И все же зрелище было приятное: милое лицо, правда, в настоящий момент слегка подпорченное покрасневшими глазами и мрачным взглядом; хрупкие плечи, едва прикрытые двумя тонкими бретельками с вышитыми на них маргаритками; пышная округлая грудь, сильно изменившаяся со времен их юности и сладострастно рвавшаяся наружу из кремового вязаного топа; тонкая талия и слегка тронутая загаром кожа.

Остального Мэтт не видел, потому что на Карли были пижамные брюки, но ему и не требовалось это видеть; он и так знал, что под ними скрывалась привлекательная женская плоть. Он слишком хорошо помнил ее гладкий плоский живот, стройные ноги, лобок с мелкими кудрями, еще более упрямыми, чем на голове. А ее попка… Аккуратная, круглая и казавшаяся чертовски соблазнительной еще до того, как он снял с Карли старомодные белые хлопчатобумажные трусики, которые она носила под бальным платьем.

Его тело мгновенно отозвалось на эти воспоминания, что, впрочем, было совсем неудивительно. Да, не стоило ему вспоминать.

— Ты слышал, что я сказала? — Карли заерзала и слегка отстранилась от него. Мэтт заставил себя забыть о собственных ощущениях и сосредоточился на ее словах. — Я сказала, что ты задница.

—Я слышал тебя, — спокойно ответил Мэтт. Он слишком устал, чтобы спорить. Тем более что у нее было право так его обзывать. — Ты права.

—Что?!

Ага… Карли чуть подскочила на его коленях. Значит, подействовало.

— Ты права, — повторил он. — Я действительно задница.

Карли была, кажется, готова убить его взглядом. «Ох уж эти женщины… — подумал Мэтт. — Ты с ними соглашаешься, а они злятся еще пуще прежнего».

И тут он вспомнил, как хорошела Карли, когда злилась.

— Ты хоть знаешь, о чем я говорю? — возмутилась она.

Теперь Карли сидела спокойно, но заняла такую позицию, что ладони Мэтта сами собой очутились на ее обнаженной спине.
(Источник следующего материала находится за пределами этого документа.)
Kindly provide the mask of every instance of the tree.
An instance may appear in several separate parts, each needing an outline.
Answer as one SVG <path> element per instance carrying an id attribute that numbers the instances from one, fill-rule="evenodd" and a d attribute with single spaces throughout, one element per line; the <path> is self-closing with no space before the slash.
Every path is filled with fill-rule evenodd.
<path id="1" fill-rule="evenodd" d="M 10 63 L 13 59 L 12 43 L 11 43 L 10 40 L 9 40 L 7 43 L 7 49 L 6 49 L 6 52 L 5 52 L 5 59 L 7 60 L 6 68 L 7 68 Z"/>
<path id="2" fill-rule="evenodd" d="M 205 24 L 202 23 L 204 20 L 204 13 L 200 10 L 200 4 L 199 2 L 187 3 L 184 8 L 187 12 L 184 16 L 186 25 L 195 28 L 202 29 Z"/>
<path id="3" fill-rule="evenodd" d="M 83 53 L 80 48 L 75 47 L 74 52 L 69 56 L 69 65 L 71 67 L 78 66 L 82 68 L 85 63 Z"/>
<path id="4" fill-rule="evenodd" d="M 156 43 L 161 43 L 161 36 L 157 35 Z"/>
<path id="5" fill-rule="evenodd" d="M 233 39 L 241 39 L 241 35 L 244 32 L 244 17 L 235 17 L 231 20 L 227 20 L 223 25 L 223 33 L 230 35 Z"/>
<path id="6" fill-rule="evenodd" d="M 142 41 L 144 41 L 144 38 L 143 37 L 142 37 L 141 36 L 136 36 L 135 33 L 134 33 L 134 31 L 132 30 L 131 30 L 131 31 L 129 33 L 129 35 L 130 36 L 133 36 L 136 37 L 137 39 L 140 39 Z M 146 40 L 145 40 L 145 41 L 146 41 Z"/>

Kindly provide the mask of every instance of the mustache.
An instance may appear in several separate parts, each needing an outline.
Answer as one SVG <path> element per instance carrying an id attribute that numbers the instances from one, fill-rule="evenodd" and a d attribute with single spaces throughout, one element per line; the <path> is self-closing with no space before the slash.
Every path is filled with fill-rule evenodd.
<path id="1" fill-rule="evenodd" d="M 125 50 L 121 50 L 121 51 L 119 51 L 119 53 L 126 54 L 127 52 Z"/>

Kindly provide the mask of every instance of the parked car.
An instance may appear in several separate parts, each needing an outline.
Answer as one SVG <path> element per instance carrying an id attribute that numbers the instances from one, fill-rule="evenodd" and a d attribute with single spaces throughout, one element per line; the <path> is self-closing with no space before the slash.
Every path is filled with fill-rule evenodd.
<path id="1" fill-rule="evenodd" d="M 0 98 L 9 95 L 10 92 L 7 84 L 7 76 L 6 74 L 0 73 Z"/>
Ее кожа напоминала теплый шелк. Руки Мэтта медленно начали спускаться ниже, почти против его желания.

— Конечно, знаю. Подумаешь, какая тайна… Ты все еще сердишься на меня за то, что случилось двенадцать лет назад?

Мэтт сказал это нарочито резко, чтобы разозлить Карли. Во-первых, он хотел проверить, способны ли ее глаза метать искры, а щеки полыхать, как когда-то. Во-вторых, хотел заставить ее слезть с его коленей и прекратить пытку, пока он не потерял остатки самообладания.

Как он и ожидал, глаза Карли расширились и засверкали, к лицу прилила кровь. Она со свистом втянула в себя воздух. А потом неожиданно замахнулась, собираясь ударить, но Мэтт успел перехватить ее руку. Теперь он крепко прижимал ее к себе, не давая пошевелиться.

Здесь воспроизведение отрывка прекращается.